The plain text of the statute allows an arbitrator to subpoena witnesses to appear at hearings [*4]  before the arbitrator and to bring documents with them. However, the Ninth Circuit has not addressed whether arbitrators have any authority under § 7 to subpoena non-parties to appear at depositions or to provide documents during pre-hearing discovery. Other circuits are split on the question. Plaintiffs cite the Eighth Circuit, which has held that such authority is implicit within § 7. In re Sec. Life Ins. Co. of Am., 228 F.3d 865, 870-71 (8th Cir. 2000). The Fourth Circuit, on the other hand, has held that an arbitrator has no such authority under the FAA because, under the plain language of the statute, "the FAA's subpoena authority is defined as the power of the arbitration panel to compel non-parties to appear 'before them;' that is, to compel testimony by non-parties at the arbitration hearing." COMSAT Corp. v. Nat'l Sci. Found., 190 F.3d 269, 275 (4th Cir. 1999). The Second and Third Circuits have also disagreed with the Eighth Circuit's "power-by-implication analysis," and held that § 7 does not authorize arbitrators to issue pre-hearing discovery subpoenas. Hay Grp., Inc. v. E.B.S. Acquisition Corp., 360 F.3d 404, 406-11 (3d Cir. 2004); see also Life Receivables Trust v. Syndicate 102 at Lloyd's of London, 549 F.3d 210, 217-18 (2d Cir. 2008).

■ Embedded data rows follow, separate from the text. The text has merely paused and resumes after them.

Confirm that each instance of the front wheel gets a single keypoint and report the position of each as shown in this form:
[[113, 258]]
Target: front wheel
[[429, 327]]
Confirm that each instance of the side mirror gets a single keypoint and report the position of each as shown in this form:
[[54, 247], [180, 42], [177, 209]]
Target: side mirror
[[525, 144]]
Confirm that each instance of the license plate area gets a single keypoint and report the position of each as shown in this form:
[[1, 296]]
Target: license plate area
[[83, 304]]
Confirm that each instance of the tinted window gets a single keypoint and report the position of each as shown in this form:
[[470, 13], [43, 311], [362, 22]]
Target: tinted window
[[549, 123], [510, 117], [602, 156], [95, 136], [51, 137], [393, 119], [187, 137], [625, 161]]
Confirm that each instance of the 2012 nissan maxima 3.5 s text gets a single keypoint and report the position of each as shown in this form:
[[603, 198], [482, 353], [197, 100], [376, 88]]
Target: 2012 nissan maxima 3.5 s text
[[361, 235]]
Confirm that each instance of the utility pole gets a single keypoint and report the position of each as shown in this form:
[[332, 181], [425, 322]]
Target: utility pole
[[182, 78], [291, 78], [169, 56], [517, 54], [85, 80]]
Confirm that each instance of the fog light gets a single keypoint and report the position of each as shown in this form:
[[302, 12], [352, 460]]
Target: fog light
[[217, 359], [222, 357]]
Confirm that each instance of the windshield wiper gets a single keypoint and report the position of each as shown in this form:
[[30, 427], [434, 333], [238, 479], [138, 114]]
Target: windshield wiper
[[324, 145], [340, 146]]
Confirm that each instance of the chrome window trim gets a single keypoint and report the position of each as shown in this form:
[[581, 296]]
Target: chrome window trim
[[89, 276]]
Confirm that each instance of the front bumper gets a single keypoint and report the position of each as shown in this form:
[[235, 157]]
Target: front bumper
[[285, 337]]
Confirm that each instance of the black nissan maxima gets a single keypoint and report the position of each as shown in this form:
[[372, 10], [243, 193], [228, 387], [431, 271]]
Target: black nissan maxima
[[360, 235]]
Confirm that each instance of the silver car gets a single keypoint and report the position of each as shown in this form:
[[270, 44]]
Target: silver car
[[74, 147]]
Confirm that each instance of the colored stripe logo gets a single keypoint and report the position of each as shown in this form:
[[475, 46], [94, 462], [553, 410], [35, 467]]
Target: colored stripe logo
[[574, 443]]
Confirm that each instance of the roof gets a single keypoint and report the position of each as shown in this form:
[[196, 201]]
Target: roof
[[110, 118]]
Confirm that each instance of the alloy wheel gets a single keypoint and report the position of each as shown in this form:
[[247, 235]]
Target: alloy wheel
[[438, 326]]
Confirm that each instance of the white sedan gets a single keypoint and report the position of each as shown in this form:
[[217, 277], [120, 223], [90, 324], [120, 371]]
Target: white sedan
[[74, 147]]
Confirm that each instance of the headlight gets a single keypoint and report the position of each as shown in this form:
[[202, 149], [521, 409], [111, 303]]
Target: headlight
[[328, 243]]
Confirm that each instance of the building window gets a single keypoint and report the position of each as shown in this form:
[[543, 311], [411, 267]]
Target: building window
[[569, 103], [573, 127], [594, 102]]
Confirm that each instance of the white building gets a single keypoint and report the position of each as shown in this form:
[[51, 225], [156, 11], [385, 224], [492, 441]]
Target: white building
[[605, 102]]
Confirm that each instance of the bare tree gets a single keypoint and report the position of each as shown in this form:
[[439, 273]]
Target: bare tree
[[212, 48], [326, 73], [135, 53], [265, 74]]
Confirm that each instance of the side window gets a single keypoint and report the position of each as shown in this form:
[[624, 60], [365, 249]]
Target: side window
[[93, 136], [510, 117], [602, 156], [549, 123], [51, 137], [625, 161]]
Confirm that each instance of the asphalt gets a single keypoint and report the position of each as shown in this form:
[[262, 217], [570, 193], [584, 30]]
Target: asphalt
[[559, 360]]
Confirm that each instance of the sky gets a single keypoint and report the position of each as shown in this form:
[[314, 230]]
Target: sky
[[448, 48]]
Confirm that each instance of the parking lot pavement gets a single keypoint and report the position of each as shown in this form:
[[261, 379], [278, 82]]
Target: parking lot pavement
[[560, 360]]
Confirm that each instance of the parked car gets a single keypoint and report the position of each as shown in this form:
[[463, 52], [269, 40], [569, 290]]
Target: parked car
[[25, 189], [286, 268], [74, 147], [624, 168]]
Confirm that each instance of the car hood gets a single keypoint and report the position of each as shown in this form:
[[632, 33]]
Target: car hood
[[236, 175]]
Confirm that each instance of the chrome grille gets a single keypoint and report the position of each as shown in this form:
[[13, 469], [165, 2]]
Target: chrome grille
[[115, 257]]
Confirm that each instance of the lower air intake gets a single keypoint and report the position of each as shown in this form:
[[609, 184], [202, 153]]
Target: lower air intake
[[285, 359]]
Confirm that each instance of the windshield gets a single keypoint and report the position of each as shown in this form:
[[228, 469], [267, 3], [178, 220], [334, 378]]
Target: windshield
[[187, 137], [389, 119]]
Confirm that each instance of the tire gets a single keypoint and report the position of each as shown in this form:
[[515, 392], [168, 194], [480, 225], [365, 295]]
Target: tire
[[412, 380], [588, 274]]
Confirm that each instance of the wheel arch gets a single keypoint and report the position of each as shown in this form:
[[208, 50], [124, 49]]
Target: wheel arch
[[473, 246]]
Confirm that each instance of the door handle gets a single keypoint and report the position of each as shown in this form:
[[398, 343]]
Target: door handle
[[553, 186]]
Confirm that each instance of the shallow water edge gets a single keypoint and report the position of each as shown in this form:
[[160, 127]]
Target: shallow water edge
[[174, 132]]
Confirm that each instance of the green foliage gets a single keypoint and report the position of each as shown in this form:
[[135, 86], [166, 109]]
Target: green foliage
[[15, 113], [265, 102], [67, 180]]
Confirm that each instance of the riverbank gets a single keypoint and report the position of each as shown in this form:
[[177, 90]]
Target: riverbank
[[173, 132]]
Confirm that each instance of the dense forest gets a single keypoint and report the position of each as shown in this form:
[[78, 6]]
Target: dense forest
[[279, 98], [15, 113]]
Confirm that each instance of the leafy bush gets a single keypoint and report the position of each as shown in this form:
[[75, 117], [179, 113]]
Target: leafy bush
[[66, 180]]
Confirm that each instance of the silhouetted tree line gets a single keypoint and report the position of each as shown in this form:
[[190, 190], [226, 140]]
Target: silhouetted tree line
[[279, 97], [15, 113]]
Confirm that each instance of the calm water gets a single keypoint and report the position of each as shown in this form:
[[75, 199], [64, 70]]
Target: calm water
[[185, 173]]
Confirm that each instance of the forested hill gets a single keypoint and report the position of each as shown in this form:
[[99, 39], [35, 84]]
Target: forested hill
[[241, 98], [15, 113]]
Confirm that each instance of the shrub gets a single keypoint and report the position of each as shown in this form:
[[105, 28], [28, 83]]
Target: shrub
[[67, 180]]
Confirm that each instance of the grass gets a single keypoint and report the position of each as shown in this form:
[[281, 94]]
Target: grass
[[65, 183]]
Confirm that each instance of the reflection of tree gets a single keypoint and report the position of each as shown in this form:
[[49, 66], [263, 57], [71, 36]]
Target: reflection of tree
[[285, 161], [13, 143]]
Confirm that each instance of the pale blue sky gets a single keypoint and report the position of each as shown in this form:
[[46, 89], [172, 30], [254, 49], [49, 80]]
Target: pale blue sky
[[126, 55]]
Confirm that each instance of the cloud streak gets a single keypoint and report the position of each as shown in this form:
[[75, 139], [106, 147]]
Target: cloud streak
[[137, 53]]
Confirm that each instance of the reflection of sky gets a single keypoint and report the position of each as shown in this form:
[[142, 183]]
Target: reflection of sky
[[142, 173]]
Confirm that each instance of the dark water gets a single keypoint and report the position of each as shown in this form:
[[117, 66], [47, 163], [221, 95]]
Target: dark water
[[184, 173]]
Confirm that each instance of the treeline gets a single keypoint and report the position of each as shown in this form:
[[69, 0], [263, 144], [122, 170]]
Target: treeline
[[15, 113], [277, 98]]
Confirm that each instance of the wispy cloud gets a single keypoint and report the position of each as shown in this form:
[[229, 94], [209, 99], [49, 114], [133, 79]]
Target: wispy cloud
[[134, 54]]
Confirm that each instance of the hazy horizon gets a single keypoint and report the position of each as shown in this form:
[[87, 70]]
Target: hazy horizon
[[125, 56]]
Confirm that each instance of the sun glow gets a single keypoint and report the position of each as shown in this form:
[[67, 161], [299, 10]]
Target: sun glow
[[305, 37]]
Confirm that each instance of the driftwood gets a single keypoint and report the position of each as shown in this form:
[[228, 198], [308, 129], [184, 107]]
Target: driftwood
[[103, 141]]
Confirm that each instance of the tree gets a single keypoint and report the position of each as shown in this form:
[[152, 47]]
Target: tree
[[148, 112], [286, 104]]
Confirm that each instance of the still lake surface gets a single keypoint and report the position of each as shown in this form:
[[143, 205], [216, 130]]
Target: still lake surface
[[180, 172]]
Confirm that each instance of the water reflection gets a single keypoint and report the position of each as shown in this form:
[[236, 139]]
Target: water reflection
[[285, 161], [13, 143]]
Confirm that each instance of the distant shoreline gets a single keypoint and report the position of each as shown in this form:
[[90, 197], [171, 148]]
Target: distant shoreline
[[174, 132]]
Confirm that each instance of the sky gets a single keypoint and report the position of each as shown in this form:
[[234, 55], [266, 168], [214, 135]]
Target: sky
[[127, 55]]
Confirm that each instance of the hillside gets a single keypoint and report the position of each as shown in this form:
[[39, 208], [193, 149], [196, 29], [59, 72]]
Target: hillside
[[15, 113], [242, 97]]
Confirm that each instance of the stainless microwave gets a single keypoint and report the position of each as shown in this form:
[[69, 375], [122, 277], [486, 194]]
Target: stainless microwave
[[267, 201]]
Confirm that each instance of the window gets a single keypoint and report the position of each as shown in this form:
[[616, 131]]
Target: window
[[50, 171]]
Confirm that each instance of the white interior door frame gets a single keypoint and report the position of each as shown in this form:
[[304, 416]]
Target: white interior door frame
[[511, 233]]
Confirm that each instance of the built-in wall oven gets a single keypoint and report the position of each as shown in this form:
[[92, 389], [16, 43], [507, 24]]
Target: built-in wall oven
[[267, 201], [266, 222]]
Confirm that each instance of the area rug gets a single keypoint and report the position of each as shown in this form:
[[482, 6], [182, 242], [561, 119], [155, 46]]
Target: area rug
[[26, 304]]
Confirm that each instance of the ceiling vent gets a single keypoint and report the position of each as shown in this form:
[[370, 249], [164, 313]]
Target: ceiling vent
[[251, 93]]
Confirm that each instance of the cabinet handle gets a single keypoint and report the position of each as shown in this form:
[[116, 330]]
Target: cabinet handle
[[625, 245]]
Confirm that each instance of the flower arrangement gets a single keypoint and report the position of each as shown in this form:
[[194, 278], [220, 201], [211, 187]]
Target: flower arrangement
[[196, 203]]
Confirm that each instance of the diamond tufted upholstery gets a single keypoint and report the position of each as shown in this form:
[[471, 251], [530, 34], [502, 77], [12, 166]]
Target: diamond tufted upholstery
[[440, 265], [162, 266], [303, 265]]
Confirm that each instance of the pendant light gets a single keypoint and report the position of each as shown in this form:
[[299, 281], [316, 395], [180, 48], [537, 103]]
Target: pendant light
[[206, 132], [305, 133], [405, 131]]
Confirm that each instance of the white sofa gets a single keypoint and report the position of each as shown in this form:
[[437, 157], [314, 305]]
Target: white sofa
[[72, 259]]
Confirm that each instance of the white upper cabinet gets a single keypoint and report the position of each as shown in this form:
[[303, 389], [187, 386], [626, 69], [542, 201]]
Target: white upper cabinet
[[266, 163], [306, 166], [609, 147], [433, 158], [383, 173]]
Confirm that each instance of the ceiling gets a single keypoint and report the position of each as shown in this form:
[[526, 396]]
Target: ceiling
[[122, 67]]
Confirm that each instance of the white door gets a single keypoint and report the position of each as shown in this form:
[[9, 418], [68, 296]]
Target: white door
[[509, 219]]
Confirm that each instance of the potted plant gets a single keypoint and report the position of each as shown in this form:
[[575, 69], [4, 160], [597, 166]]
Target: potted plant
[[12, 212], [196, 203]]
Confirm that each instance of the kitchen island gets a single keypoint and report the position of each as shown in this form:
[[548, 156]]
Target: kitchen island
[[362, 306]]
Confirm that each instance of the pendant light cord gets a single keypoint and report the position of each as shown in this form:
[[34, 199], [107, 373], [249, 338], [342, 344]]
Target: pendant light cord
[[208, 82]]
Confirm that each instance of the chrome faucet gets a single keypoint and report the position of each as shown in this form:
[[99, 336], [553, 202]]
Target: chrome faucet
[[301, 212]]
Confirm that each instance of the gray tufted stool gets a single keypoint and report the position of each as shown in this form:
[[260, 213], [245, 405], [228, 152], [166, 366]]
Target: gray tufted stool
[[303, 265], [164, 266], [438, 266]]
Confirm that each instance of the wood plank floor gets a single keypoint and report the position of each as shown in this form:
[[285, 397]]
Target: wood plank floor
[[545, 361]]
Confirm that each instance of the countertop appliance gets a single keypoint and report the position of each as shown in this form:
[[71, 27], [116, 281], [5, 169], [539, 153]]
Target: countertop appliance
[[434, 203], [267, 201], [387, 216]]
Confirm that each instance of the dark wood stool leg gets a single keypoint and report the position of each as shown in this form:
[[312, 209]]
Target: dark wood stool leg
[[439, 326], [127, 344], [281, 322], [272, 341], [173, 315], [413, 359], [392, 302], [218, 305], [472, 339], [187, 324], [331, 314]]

The Court agrees with the Second, Third, and Fourth Circuits' interpretation of § 7. The plain language of the statute states that arbitrators "may summon in writing any person to attend before them . . . as a witness." [*5]  9 U.S.C. § 7 (emphasis added). Nothing in the language of § 7 "grant[s] an arbitrator the authority to order non-parties to appear at depositions, or the authority to demand that non-parties provide the litigating parties with documents during prehearing discovery." COMSAT Corp., 190 F.3d at 275. The Court also finds persuasive the Second and Third Circuits' reasoning that an arbitrator's authority over non-parties, particularly non-parties to the arbitration proceeding who are also non-parties to the arbitration agreement, is limited because the arbitrator's power ultimately stems from a contractual agreement to arbitrate. Non-parties, by definition, have not agreed to abide by the arbitrator's decisions. Thus, even though the FAA represents a congressional policy in favor of arbitration, which is perceived to be more efficient than litigation, and even though having the courts enforce arbitral subpoenas for pre-hearing discovery may in some ways serve the goal of efficiency, the most appropriate interpretation of § 7 is a narrow one. See Hay Grp., Inc., 360 F.3d at 406 ("An arbitrator's authority over parties that are not contractually bound by the arbitration agreement is strictly limited to that granted by the Federal Arbitration Act."); id. at 410-11 ("Although efficiency is [*6]  certainly an objective of parties who favor arbitration over litigation, efficiency is not the principal goal of the FAA. Rather, the central purpose of the FAA is to give effect to private agreements.") (citations omitted); see also Life Receivables Trust, 549 F.3d at 217 (noting that an arbitrator's power to order discovery stems from the contractual parties' agreement, with § 7 being the only means to force non-parties to comply with an arbitral subpoena).

III. Discussion

Here, Plaintiffs appear to be seeking a pre-hearing deposition of Mr. Holowaty, who does not appear to be a party to the arbitration proceeding or to the underlying arbitration agreement. Because the arbitrator's power under § 7 does not extend to ordering non-parties to appear for pre-hearing depositions, this Court DENIES Plaintiffs' motion to compel Mr. Holowaty's deposition.

IV. Disposition

For the foregoing reasons, the Court DENIES Plaintiff's Motion.

The Clerk shall serve this minute order on the parties.